Sin embargo, en un acto que tiene trazas desafiantes, pocas horas después un comité israelí aprobó el levantamiento de un edificio de cuatro plantas, exclusivo para colonos israelíes, en el barrio de Silwan, también en Jerusalén Este. Tanto las colonias de Ramot y Ramat Sholmo como el barrio de Silwan se encuentran en la zona palestina de Jerusalén, que fue ocupada y anexada por Israel en 1980 y que no ha sido reconocida por ningún país como parte del estado israelí. Al mismo tiempo, Israel quita y da argumentos a sus opositores para discutir en la arena internacional la pertinencia de construir colonias en territorio palestino.

A su estrategia diplomática desplegada desde el viernes pasado, que ha incluido la suspensión temporal de relaciones con los países que votaron a favor de la resolución, Netanyahu suma una más: actuar en dos bandos mientras espera a que Donald Trump, presidente electo de EE.UU., suba a la presidencia el 20 de enero. En ese sentido, su plan es apaciguar a un aliado que todavía puede darle una estocada (EE.UU. pudo haber utilizado su poder de veto durante la votación de la resolución, pero prefirió abstenerse) y al mismo tiempo fomentar una buena relación con los nacionalistas, que desde la semana pasada piden responder con mayores anexiones. Aunque Netanyahu desestimó los efectos prácticos de la resolución (que es un llamado de atención extraordinario a Israel y no, al menos hasta ahora, el comienzo de una sanción), reconoce que un acuerdo de ese tipo puede tener consecuencias tangibles en beneficio del pueblo palestino.

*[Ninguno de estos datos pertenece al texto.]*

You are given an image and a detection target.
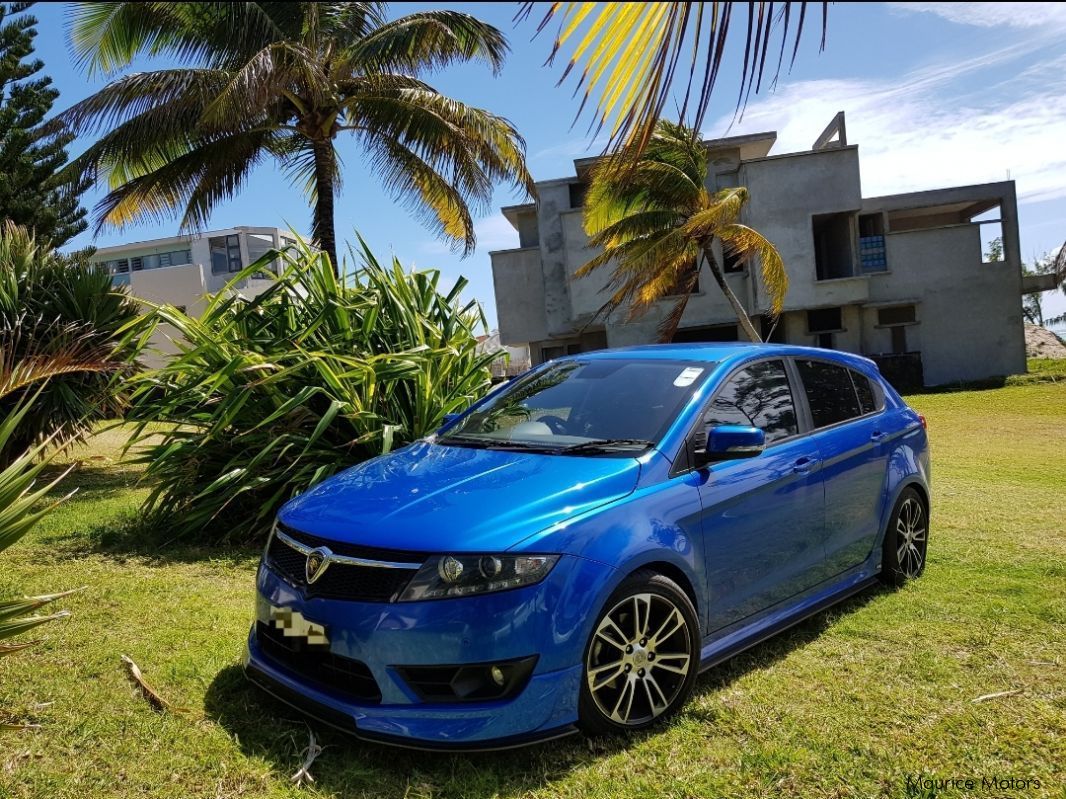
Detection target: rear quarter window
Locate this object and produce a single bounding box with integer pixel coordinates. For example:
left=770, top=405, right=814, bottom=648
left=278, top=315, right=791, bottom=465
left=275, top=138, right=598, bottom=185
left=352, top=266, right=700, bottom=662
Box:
left=849, top=369, right=878, bottom=415
left=796, top=358, right=871, bottom=428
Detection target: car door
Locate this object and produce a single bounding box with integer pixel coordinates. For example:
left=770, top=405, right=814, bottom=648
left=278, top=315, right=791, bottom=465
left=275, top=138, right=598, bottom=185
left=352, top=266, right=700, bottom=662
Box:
left=794, top=358, right=889, bottom=578
left=699, top=359, right=825, bottom=633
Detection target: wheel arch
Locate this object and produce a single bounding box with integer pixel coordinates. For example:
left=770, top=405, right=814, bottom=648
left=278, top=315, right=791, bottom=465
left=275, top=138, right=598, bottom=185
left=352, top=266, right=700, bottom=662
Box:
left=623, top=560, right=702, bottom=622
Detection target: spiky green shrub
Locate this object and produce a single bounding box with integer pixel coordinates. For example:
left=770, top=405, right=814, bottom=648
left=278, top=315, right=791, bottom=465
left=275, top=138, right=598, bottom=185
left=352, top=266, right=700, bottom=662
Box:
left=0, top=223, right=140, bottom=466
left=127, top=234, right=494, bottom=540
left=0, top=353, right=107, bottom=729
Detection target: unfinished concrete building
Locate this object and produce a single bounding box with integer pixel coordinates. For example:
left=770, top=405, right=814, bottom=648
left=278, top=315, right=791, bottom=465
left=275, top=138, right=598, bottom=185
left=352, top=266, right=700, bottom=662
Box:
left=491, top=114, right=1025, bottom=386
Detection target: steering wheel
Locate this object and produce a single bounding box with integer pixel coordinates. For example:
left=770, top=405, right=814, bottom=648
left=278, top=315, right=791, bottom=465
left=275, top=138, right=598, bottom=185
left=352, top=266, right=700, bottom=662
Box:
left=537, top=415, right=567, bottom=436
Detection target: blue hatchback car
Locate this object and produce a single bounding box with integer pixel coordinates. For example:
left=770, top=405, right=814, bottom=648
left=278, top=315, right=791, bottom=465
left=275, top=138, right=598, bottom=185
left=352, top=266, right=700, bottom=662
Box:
left=245, top=344, right=930, bottom=749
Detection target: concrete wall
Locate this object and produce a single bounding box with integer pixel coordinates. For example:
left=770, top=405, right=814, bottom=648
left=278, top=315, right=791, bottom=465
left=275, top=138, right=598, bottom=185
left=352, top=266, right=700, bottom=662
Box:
left=537, top=180, right=576, bottom=337
left=870, top=224, right=1025, bottom=386
left=129, top=264, right=207, bottom=369
left=738, top=146, right=865, bottom=312
left=492, top=146, right=1025, bottom=385
left=489, top=247, right=548, bottom=345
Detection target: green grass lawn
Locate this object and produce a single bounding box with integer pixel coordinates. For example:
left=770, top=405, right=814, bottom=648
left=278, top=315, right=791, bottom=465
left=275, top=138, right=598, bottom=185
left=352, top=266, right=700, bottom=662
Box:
left=0, top=385, right=1066, bottom=799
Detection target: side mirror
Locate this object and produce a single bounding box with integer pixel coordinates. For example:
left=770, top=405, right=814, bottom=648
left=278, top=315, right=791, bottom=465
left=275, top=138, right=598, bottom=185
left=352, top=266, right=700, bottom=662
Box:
left=693, top=424, right=766, bottom=468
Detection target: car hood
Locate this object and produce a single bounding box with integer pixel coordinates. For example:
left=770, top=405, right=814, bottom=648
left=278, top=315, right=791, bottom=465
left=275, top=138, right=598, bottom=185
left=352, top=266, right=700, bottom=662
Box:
left=278, top=441, right=640, bottom=552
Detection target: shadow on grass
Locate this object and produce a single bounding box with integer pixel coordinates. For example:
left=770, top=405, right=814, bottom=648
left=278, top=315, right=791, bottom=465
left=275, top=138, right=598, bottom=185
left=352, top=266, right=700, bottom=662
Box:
left=39, top=513, right=262, bottom=571
left=204, top=587, right=890, bottom=799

De acuerdo con Hareetz, uno de los principales medios en Israel, Netanyahu reconoció la amenaza de una resolución de este tipo antes de que fuera votada. En una llamada al ministro de Exteriores de Nueva Zelanda, que votaría luego a favor de la resolución, Netanyahu le habría dicho: “Es una decisión escandalosa. Le estoy pidiendo que no la apruebe ni la promueva. Si continúa con su promoción, será una declaración de guerra, desde nuestro punto de vista. Romperá las relaciones y habrá consecuencias”. En efecto, el embajador de Israel en Nueva Zelanda, Itzhak Gerberg, fue llamado a consultas este fin de semana.

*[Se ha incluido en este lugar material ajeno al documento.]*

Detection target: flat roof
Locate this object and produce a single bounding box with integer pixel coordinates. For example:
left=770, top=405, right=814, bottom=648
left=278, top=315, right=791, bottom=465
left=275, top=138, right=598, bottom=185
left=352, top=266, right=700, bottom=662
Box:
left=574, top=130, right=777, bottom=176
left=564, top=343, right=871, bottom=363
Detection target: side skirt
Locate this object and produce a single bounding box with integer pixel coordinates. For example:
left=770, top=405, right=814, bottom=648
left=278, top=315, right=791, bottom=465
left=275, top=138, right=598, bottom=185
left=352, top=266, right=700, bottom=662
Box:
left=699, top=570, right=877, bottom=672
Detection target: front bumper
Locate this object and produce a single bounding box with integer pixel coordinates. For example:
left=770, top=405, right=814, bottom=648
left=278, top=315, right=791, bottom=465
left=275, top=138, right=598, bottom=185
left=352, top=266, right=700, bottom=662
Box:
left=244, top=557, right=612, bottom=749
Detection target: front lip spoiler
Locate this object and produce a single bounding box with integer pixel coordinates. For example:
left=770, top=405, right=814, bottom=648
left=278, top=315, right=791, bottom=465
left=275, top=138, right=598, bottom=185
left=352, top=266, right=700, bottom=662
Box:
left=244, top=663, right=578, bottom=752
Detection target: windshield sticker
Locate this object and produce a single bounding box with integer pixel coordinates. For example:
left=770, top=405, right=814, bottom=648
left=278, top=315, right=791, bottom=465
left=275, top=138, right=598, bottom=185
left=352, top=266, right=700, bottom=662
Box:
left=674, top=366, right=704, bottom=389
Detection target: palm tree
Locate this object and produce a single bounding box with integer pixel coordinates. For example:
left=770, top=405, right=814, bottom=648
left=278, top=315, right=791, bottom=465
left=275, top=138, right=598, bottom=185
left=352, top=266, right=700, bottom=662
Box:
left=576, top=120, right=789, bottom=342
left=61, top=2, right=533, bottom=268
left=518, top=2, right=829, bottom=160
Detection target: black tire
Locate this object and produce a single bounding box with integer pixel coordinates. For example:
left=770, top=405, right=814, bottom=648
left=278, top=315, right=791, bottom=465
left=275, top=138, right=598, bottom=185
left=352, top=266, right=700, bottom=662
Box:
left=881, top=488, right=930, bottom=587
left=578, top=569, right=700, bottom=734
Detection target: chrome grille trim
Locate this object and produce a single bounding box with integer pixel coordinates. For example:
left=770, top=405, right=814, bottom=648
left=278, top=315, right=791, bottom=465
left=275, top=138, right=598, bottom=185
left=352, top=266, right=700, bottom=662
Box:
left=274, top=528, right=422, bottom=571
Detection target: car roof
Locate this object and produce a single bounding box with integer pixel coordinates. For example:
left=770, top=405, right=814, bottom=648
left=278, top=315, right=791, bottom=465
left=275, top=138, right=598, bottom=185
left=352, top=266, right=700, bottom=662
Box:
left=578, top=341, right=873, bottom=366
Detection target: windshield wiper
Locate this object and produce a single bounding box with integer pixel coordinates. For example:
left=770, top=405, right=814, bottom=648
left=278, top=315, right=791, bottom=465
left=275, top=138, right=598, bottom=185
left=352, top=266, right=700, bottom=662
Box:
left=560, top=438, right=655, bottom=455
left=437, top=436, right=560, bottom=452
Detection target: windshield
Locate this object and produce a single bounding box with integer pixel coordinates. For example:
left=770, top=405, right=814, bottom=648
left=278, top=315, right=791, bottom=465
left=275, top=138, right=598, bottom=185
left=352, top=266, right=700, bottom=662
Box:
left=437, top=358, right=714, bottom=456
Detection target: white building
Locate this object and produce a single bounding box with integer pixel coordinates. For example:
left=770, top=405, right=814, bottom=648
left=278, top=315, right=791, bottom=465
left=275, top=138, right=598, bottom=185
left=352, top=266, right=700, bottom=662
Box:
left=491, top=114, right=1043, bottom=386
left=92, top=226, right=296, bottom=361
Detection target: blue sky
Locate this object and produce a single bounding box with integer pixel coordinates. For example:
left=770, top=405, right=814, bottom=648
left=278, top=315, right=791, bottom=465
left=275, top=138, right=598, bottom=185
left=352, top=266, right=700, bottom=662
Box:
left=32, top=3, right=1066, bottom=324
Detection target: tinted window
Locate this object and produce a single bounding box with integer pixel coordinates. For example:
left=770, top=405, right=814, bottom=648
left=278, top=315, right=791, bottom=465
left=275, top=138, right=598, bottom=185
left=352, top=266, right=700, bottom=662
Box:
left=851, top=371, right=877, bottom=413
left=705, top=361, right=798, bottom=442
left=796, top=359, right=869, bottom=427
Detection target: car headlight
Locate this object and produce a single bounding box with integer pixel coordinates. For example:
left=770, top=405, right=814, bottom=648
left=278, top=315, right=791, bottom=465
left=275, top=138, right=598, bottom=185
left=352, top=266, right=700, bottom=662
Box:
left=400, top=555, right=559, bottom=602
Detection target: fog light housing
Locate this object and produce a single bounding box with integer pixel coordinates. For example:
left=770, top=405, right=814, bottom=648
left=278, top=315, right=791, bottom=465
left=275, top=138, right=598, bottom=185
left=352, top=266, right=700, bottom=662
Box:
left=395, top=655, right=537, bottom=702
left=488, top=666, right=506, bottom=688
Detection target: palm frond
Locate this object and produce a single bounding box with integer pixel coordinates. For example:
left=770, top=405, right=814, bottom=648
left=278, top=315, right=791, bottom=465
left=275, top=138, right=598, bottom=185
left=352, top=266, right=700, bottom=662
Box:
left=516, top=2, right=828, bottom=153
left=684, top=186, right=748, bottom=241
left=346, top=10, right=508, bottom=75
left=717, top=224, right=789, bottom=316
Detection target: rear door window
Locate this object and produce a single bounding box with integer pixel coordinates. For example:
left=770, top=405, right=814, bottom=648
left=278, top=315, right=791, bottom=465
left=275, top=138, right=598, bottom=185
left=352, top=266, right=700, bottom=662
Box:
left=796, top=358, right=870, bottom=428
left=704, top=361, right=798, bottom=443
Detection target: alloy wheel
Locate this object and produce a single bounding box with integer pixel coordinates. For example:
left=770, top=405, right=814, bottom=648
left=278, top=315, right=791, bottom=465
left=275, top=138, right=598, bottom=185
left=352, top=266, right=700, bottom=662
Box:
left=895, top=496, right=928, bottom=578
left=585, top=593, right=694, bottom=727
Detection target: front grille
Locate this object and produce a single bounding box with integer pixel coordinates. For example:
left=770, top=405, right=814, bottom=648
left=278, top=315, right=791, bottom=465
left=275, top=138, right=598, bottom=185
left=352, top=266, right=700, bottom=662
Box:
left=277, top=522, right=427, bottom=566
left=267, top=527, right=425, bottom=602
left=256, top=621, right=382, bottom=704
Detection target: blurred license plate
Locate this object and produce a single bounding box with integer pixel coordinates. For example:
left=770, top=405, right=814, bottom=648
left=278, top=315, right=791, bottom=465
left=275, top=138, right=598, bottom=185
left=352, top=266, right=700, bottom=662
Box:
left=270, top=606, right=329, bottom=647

Netanyahu toma resoluciones sigilosas (detiene la construcción de 492 viviendas, que serían luego ampliadas a 5.600, y permite levantar un solo edificio) para sopesar las cargas, puesto que una nueva resolución a favor de Palestina podría significar un nuevo paso hacia la creación del Estado palestino (como lo sugirió Kerry en su discurso de ayer), en cuya extensión estarían las colonias israelíes. El dominio de Israel en zonas palestinas, sin embargo, sigue rebasando las expectativas de paz de Naciones Unidas: en 2016 se aprobaron planes para 1.506 viviendas, frente a las 775 de 2015 y a las 395 de 2014. Mientras se construyen viviendas israelíes, el gobierno derrumba viviendas palestinas (cuyos permisos son mucho más difíciles, si no imposibles, de conseguir, según Naciones Unidas). En el este de Jerusalén viven cerca de 300.000 palestinos y 200.000 colonos judíos en 25 asentamientos, según datos de la ONG israelí Shalom Ajshav.

La mayoría de la comunidad internacional considera estas colonias como ilegales, dado que están ubicadas en tierras que no les corresponden y están desplazando a sus habitantes nativos. Por ello, Israel teme que la resolución, además de impulsar la creación de un Estado palestino, le permita a la Autoridad Nacional Palestina (el gobierno a cargo de Cisjordania) formular denuncias ante la Corte Penal Internacional y active un rechazo general contra las colonias.